Minneapolis didn’t bother to lock up drunks; that was one of its attractions. Men from St. Anthony would come here for the pleasure of our liquor. “Every day,” noted the Minneapolis Tribune, “our city is visited by ‘denizens from the metropolis’ of the male persuasion …
The most violent of these shantytowns, Hell’s Half Acre, occupied the block between Eighth and Ninth Streets and Second and Third Avenues South. Mead’s History of the Police and Fire Departments described them as a settlement “of utter darkness, wailing, and woe. Bloody frays were a nightly occurrence….
8 Reader Comments
1:25 pm
To make things worse, the (now St. Anthony) falls were also haunted by the ghost of Ampato Sapa, a young mother who, according to legend, was so heartbroken by her husband’s decision to take a second wife that she dressed in her wedding robe, bundled her young son into her canoe, and, as her family watched aghast from shore, sang her death song and paddled over the falls.
eerily reminiscent of the kid who died on halloween a few years ago in / near the falls wearing a native american costume.
1:31 pm
Is it just me, or does that link not work?
1:37 pm
Huh. I wonder if I busted Rhubarbism.
2:18 pm
Wow, that was a walk down memory lane. You’ll never know how many hours that took, just sitting in the History Center and scrolling, scrolling, scrolling through microfilm… Technology buffs will be happy to know this story was composed on one of those apple computers with a 4×6 inch screen — a Mac Classic? — and submitted with a 2400 baud modem. I can almost hear the fax-like cry if I strain my ears.

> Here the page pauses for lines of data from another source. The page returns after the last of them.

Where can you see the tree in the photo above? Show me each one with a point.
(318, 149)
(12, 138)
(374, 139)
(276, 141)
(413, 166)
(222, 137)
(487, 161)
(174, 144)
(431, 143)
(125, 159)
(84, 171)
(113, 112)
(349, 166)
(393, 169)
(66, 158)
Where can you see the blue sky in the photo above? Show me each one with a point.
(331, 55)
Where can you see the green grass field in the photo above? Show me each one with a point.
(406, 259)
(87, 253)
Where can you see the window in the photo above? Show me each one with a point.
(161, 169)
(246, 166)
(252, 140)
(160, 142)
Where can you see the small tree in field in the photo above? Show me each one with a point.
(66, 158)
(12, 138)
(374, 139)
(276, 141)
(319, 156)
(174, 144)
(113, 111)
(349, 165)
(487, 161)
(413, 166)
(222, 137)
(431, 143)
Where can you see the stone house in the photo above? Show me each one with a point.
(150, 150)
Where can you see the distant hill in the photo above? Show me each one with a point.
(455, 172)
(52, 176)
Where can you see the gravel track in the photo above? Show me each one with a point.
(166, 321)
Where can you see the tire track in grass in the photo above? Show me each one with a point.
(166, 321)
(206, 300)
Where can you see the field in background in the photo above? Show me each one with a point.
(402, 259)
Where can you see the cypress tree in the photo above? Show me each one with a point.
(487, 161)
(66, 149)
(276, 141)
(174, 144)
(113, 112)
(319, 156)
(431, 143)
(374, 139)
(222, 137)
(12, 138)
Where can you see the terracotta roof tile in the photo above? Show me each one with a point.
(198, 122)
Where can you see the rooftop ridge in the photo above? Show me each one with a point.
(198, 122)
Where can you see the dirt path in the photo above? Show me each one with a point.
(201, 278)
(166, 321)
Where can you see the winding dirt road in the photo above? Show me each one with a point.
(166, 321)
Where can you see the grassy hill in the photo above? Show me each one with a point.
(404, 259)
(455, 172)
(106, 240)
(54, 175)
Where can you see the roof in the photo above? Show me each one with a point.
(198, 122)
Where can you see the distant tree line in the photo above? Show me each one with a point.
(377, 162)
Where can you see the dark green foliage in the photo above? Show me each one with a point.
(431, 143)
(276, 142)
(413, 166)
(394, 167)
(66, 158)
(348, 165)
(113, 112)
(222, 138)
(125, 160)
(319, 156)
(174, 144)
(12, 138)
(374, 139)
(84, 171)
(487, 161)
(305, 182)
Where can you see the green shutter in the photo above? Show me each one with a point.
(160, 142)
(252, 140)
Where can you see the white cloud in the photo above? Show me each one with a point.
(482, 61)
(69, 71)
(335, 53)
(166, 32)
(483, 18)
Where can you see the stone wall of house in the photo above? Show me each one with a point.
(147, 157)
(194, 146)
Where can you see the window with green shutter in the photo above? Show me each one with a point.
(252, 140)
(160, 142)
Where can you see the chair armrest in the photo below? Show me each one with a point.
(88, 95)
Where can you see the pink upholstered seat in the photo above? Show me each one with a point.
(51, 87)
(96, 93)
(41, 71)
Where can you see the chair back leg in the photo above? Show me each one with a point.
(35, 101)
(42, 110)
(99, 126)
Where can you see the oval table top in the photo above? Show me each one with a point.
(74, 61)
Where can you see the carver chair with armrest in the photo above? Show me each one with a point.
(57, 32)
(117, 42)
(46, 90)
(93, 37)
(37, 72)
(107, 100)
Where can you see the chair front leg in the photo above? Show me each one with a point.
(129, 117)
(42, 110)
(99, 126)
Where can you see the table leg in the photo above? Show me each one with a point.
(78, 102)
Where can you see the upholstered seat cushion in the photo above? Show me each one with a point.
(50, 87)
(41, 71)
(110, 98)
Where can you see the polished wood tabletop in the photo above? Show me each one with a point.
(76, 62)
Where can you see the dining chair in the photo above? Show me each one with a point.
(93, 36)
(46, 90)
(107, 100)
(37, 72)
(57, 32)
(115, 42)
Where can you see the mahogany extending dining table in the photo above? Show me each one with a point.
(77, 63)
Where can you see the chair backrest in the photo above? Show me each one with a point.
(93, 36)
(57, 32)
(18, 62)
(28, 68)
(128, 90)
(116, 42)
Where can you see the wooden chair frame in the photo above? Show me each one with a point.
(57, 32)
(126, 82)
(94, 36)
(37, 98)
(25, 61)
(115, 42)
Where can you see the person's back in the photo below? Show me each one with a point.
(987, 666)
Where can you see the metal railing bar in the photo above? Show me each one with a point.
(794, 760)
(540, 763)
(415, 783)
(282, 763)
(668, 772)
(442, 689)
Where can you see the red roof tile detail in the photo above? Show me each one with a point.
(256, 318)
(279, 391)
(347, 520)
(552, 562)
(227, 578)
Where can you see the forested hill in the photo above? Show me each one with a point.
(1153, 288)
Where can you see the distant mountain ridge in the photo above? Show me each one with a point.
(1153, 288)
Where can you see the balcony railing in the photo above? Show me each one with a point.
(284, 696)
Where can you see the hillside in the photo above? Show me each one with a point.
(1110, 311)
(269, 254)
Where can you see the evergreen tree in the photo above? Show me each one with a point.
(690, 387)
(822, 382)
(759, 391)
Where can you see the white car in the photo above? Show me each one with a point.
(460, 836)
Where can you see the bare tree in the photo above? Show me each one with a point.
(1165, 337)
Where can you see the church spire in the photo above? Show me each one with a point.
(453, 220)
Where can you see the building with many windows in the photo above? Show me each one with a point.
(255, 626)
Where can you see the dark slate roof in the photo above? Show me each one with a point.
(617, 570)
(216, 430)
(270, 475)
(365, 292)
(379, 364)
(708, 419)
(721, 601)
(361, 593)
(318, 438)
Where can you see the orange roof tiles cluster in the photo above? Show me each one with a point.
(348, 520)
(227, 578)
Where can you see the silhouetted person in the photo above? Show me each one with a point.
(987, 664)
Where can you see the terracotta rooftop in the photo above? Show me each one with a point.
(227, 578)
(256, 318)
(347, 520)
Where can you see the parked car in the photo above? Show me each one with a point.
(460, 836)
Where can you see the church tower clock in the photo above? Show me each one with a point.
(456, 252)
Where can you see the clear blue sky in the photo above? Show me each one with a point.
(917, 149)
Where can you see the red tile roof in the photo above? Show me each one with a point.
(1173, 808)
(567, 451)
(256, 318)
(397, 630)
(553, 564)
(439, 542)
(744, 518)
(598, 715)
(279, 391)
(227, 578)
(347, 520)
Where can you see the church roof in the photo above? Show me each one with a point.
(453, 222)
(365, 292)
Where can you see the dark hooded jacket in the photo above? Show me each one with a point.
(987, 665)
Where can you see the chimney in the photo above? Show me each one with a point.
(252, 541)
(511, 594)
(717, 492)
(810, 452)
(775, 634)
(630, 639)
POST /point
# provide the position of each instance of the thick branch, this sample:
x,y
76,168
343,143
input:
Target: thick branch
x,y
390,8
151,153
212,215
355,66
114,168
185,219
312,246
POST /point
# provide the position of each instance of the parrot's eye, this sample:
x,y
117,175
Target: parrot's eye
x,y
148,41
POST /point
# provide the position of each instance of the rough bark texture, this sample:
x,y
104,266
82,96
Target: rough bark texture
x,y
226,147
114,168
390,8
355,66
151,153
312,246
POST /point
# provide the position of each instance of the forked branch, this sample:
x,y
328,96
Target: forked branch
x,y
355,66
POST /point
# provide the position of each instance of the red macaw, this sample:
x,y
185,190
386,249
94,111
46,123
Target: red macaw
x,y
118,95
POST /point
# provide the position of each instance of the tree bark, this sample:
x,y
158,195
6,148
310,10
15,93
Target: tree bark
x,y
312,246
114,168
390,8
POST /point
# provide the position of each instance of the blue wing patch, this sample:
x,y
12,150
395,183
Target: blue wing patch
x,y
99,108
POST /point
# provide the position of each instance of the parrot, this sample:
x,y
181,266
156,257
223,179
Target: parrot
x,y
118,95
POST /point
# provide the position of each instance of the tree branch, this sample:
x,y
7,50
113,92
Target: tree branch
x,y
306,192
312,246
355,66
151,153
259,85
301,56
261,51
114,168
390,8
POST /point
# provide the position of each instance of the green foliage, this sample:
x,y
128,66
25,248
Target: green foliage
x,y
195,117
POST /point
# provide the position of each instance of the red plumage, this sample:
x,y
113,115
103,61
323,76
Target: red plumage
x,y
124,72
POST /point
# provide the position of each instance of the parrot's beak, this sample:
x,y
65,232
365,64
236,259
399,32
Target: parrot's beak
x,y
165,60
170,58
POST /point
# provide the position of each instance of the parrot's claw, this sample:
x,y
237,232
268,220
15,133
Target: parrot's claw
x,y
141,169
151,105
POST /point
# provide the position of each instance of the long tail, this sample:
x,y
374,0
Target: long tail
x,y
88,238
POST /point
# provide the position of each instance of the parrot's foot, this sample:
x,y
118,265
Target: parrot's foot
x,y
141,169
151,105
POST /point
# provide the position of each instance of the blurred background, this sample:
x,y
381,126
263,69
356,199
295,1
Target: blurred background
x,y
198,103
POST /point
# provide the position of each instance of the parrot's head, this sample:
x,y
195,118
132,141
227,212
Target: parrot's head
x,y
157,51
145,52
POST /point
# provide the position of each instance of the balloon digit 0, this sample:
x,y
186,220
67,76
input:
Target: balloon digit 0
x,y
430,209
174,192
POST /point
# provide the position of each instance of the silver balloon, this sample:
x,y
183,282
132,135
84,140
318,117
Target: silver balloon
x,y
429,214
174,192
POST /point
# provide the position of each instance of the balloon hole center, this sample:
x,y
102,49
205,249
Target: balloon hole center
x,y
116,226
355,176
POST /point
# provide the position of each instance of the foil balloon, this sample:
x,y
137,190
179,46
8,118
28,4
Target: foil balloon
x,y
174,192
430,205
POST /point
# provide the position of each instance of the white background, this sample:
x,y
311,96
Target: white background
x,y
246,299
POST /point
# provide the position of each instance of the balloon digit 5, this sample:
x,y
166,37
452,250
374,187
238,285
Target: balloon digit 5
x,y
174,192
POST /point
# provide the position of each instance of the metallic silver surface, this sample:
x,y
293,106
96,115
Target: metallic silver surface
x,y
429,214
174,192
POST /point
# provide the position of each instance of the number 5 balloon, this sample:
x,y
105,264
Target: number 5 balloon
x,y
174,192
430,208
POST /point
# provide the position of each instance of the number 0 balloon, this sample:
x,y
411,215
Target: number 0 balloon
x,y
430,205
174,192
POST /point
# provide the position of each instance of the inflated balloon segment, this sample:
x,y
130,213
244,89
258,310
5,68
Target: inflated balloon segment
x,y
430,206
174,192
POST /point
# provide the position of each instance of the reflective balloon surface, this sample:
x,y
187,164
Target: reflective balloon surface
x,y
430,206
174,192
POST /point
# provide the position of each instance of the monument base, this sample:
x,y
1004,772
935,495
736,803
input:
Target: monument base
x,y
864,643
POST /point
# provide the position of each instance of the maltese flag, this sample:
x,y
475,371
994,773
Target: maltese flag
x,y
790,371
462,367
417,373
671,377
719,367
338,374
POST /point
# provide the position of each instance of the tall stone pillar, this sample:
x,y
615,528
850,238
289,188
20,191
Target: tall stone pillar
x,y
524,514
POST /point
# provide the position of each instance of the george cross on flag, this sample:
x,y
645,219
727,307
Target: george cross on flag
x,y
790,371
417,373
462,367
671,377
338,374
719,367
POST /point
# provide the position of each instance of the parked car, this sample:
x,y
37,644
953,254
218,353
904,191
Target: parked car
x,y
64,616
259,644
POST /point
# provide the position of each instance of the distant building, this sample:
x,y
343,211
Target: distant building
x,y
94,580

Postscript: An A&E producer recently contacted me for my latest research on Kid Cann. I was like: Um, I stopped looking in to him in about 1995.
Postscript two: Y’all know I am not just a former City Pages writer, but live, breathe, and publish among you, right?
http://www.minnesotamonthly.com/media/Blogs/Dear-Dara/
Thanks for the memories!
2:22 pm
That’s true. Dara has continued a robust writing career at MnMonthly, which is also worth checking out.
8:03 am
D*mn that’s a long story. I had to stop for a break.
11:09 pm
Not cool that someone on MNSpeak is impersonating Dara. Let the poor woman rest in peace.